Some political observers said McCain had received a bump from the wild card he played in selecting Palin as the first woman to serve on a GOP presidential ticket (see sidebar).
“If you were to make a pick that would step all over the Democrats and the good feeling out of Denver, I think John McCain probably did it,” said Robert Bruno, associate professor of labor and industrial relations at the University of Illinois at Chicago. “Not because I think as a governor she is such a substantive choice but because he reached out and nominated a woman.

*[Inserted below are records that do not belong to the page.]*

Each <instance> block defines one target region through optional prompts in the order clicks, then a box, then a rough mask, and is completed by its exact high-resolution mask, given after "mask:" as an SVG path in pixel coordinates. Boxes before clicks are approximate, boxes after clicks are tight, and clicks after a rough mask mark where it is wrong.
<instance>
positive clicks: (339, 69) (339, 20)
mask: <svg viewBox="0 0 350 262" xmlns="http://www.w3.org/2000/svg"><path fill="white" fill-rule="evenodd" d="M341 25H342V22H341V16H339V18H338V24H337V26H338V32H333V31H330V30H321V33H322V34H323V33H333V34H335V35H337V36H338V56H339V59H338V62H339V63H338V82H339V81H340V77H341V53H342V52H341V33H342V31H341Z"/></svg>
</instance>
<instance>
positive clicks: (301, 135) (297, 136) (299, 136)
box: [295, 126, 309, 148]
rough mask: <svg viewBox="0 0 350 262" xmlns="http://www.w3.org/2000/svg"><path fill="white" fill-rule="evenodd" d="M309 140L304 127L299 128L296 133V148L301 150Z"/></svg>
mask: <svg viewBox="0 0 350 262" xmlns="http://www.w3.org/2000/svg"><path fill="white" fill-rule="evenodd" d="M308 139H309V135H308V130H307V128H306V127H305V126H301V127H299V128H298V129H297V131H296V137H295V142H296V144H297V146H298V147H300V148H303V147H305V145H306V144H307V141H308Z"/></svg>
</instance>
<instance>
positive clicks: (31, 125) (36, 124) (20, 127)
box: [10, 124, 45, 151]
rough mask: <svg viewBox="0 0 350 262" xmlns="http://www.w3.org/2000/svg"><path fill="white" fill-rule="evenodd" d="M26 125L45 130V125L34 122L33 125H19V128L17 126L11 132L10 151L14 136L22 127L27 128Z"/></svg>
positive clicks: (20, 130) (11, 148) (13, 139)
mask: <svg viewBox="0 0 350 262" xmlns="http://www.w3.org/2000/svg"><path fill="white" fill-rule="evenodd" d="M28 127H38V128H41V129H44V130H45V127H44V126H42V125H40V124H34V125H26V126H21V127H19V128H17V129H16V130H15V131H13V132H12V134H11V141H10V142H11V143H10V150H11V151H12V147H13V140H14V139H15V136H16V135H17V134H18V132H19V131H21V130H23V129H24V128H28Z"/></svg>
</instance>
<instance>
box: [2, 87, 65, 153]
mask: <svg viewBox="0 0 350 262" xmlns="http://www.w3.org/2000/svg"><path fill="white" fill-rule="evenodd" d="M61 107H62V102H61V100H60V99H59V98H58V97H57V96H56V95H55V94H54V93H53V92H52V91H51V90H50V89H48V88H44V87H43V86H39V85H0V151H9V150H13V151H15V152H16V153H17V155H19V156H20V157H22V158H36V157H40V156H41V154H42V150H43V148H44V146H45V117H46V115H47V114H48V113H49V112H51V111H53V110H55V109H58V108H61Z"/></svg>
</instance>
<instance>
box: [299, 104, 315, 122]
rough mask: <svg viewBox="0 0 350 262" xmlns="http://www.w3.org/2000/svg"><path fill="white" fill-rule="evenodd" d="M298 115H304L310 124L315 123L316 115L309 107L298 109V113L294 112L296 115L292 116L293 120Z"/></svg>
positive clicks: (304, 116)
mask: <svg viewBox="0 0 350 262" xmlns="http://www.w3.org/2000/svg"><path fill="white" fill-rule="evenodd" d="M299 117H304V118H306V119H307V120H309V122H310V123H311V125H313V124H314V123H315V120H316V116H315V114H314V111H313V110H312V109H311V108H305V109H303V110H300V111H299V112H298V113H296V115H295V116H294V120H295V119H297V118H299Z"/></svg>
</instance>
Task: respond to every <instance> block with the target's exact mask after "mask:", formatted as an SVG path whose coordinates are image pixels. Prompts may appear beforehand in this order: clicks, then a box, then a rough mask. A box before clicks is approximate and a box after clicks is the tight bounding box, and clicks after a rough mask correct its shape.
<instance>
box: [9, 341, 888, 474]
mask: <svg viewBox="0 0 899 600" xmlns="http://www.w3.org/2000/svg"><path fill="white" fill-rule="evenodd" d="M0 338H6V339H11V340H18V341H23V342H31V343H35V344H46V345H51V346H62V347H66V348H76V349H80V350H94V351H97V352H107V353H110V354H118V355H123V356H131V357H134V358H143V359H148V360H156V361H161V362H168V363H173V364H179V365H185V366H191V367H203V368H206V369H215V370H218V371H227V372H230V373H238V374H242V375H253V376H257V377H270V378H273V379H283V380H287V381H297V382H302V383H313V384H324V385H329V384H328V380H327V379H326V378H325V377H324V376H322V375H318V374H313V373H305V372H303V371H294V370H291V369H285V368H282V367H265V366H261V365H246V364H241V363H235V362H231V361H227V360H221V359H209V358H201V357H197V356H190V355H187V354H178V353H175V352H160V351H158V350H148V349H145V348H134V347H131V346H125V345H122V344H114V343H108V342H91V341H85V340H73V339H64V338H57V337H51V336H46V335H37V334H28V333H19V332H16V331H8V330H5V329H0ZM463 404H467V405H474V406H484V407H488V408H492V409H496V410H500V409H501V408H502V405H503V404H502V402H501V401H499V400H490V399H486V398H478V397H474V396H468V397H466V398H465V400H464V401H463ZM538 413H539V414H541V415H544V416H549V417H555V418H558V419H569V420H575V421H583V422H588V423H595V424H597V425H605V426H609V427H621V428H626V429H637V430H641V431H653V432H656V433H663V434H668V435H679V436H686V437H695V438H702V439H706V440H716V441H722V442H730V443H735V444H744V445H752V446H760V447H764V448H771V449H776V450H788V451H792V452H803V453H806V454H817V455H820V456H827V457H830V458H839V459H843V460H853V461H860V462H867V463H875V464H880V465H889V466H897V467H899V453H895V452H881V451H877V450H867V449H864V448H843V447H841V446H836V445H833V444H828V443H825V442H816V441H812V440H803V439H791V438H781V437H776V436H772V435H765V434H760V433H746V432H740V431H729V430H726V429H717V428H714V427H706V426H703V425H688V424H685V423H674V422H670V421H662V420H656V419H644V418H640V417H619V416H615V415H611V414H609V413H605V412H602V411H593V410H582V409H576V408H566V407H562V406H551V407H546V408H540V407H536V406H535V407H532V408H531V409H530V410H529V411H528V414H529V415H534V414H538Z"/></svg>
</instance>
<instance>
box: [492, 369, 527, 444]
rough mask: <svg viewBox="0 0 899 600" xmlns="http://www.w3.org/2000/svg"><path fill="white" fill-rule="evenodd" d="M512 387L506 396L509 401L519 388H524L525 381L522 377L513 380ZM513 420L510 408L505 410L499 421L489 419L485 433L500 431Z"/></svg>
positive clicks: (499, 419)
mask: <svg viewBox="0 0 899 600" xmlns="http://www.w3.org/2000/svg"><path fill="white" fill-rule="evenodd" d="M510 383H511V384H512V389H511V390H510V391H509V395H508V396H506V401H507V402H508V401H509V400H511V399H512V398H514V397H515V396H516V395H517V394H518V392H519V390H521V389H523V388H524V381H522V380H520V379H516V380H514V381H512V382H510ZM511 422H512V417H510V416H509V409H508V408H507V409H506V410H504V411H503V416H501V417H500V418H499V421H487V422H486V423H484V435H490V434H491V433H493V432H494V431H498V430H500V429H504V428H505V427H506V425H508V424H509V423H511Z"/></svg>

Since the Democrats nominated an African-American for president, obviously McCain had to go out of the box and do something dramatic and game changing.”
But that momentum was wiped away within 24 hours of McCain’s announcement Friday of his running mate by news of the hurricane heading toward the same area devastated by Hurricane Katrina three years ago.
However the convention moves forward, Republicans still need to draw a stark contrast between their convention and the Democrat’s. The best strategy would be to focus on Middle America and comfortable themes, Bruno said.
“Minnesota is a state with a lot of small villages and towns. It is the land of a million lakes and it is small town America, main stream America,” Bruno said. “John McCain will have to do everything he can to try to connect culturally with that.”
But Bruno also noted that Obama’s speech at the Democratic convention is a tough act to follow.
“John McCain knows he can’t command 86,000 people in rapt attention,” said Bruno. “Only a few political figures have been able to do that effectively.
Republicans had aimed to differentiate McCain from Obama by highlighting his military record and foreign policy credentials.
While the Democrats focused the woes of American workers and the middle class last week, the Republicans planned to focus on four different themes: “service, reform, prosperity and peace.”
Former New York Mayor Rudolph Giuliani was still set to give the keynote address tonight. The battered state of the economy and its impact on voters is to be a central theme on Wednesday, as the party also formally nominates Palin as McCain’s running mate.
McCain has outlined an economic plan that includes making permanent Bush’s tax cuts, which expire in 2010, reducing the corporate tax rate to 25 percent from 35 percent and promoting an aggressive free trade agenda.
The plan was to have Meg Whitman, former president and ceo of eBay and national co-chair for the McCain campaign, and Carly Fiorina, former chairman and ceo of Hewlett-Packard Co. and Victory ’08 chair for the Republican National Committee, both of whom are now part of McCain’s economic advisory team, tout the benefits of his blueprint on Wednesday night. Cindy McCain is also set to speak that night.
The final night will feature McCain’s acceptance speech under the theme of “peace,” a reference to his plans to confront the wars in Iraq and Afghanistan.